The general concept, as we are accustomed to it in America, is that church and state shall operate as separate organizations. They are not, however, to be in opposition to each other, in competition with each other, or opposed to each other, or directly supporting each other. The government is to do nothing to establish either one religion as the state religion or to endeavor to establish all religions on an equal basis. The church is to be self-governing and the government is to be governed by its citizens.

In the present day, however, where the government has entered into so many welfare projects, it has approached the ministry of the church at many points. This is both in the field of relief as well as in the many ministries to the needy. The government has ample funds, the church has limited resources. On the other hand, the church is apt to have dedicated citizens who are anxious to do this type of work and do it reasonably, whereas the government has to hire or search out such people. The tendency, therefore, is for the government to pay the bill and the church to do the work. And thus there begins this breakdown of the separation of church and state, which eventually could fully involve both in a

state-church problem. As we examine most cases, the main factor, or at least one of the main factors, is money.
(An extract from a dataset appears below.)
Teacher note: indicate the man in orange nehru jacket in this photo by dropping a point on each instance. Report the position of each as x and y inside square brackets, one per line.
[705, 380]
The state has it, the church would like to get it, or at least use it or administrate it.

At the other extreme, we find those who insist that there must be a complete divorcing of all religion from the state, so that the end result will be the state becoming a secularized institution with not even the acknowledgment of God in it.

Dr. James DeForest Murch writes as follows on “Religion in Early American Life”: “From its earliest days to comparatively recent times, Americans have considered theirs to be a Christian nation. In this context the Declaration of Independence recognized that God and His holy will stand over and above the nation—that, in the words of Peter Marshall, ‘the highest role a nation can play is to reflect God’s righteousness in national policy at all times.’ The U.S. Supreme Court declared in the Trinity Church case in 1892 that the United States is a Christian nation.